Offensive coordonnée : chronologie et portée
Le 1er juillet 2025 à l’aube, sept localités du sud-ouest malien — Kayes, Nioro du Sahel, Niono, Gogui, Diboli, Molodo et Sandaré — ont été simultanément visées par des attaques coordonnées revendiquées par le Groupe de soutien à l’islam et aux musulmans (JNIM). C’est la première fois qu’une opération d’une telle envergure est menée de manière synchronisée dans cette région, jusque-là relativement épargnée par les assauts d’envergure.
Les cibles visées incluent des casernes militaires, des postes frontaliers et des points logistiques, dans une manœuvre manifestement pensée pour saturer les capacités de réponse des forces maliennes. Les premières détonations ont été entendues vers 4h du matin ; les combats ont duré plusieurs heures. Des échanges de tirs nourris ont été signalés dans les centres urbains, et des images confirment l’usage d’armes lourdes. À Kayes, des colonnes de fumée ont été observées près du camp militaire et de la résidence du gouverneur.
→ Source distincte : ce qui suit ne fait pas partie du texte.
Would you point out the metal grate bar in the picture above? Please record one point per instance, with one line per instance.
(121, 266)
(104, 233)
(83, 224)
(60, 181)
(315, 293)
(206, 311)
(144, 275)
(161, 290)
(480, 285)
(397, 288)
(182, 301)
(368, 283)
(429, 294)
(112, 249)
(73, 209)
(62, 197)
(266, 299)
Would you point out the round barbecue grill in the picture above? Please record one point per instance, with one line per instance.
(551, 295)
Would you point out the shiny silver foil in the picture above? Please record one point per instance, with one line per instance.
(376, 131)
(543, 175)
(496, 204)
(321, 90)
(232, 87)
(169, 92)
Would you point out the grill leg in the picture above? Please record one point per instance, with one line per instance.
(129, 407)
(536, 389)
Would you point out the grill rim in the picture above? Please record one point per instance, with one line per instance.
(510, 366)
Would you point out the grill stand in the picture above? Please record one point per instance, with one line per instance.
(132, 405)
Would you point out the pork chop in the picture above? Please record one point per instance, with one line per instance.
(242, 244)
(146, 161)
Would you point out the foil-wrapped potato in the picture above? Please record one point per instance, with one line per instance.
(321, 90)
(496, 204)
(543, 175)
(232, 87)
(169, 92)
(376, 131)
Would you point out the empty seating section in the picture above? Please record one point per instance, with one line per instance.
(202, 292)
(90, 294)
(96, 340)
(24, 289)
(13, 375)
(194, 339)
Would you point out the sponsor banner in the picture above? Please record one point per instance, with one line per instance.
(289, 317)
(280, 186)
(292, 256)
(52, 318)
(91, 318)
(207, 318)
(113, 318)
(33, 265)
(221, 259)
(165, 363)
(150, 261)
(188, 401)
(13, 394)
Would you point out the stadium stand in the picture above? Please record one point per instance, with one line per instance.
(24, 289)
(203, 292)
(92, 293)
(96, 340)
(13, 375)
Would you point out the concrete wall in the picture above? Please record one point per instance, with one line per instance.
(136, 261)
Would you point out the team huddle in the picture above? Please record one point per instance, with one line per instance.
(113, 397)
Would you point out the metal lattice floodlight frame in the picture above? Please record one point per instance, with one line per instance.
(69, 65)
À Nioro et Niono, les FAMa ont repoussé les assaillants après plusieurs heures d’affrontement.
Dans la région de Bafoulabé, trois sites industriels ont été incendiés : la Carrière et Chaux du Mali (CCM), la cimenterie Diamond Cement Mali SA, et l’usine Stonesspécialisée dans les carreaux de marbre. Quatre ressortissants étrangers (trois Indiens, un Chinois) ont été enlevés.
Même si aucune revendication formelle n’a été émise, ces actes s’inscrivent dans la stratégie du JNIM de cibler les opérateurs économiques étrangers.
Le lendemain de l’opération, Mahmoud Barry – considéré comme la principale figure opérationnelle de la Katiba Macina après Amadou Koufa – a diffusé un message vocal en bambara dans lequel il affirme que Kayes et Nioro seront désormais placées sous blocus par le JNIM. Il justifie cette décision par l’intervention directe de civils venus en aide aux FAMalors des affrontements. Selon lui, ces populations ont été averties à trois reprises, et seront désormais considérées comme des cibles légitimes. Ce message marque une inflexion dans la posture du groupe, qui cherche à décourager toute collaboration locale avec les forces régulières, en renforçant la pression psychologique sur les communautés frontalières.
harcèlement logistique et pression psychologique
La simultanéité des attaques sur sept sites suggère un haut niveau de coordination, mais reste fidèle aux tactiques éprouvées du JNIM : tester les capacités de réponse, perturber les chaînes logistiques, et exercer une pression psychologique ciblée sur les populations, les autorités et les opérateurs économiques. Ce type d’opération – que l’on pourrait qualifier de test à large spectre – permet aussi au groupe de jauger la réactivité des forces adverses et d’affirmer sa presence dans une zone peu militarisée.
Malgré l’ampleur du choc initial, les FAMa ont réagi avec rapidité, soutenues par des signaux précurseurs. Des patrouilles renforcées, des fouilles et des check-points avaient été observés à Kayes dans les jours précédents. Si la précision de l’attaque a pu surprendre, la réaction militaire a été immédiatement visible : plus de 80 assaillants auraient été neutralisés selon l’ORTM, des armes et des véhicules saisis, et toutes les positions reprises dans la journée.
Une régulation informelle de l’activité économique
Le JNIM ne cherche pas à conquérir durablement les centres urbains. Son objectif est d’imposer un contrôle symbolique et fonctionnel sur les zones frontalières et les axes logistiques.
L’accent mis sur les infrastructures industrielles et les ressortissants étrangers confirme une volonté d’instituer une forme de régulation informelle de l’activité économique dans les zones considérées comme sous sa phère d’influence.
Ce changement est apparu dès le 7 juin 2025, lorsque le groupe a publié une adresse inédite dénonçant la présence d’opérateurs étrangers non autorisés. Depuis, les actions menées contre les entreprises et les enlèvements ciblés tendent à confirmer l’existence d’une doctrine émergente : imposer une autorisation préalable aux projets, sous peine de représailles.
Dans ce cadre, les corridors économiques (comme Kayes–Diboli–Gogui) et les zones de transit deviennent des leviers de harcèlement, combinant pression militaire ponctuelle et intimidation économique.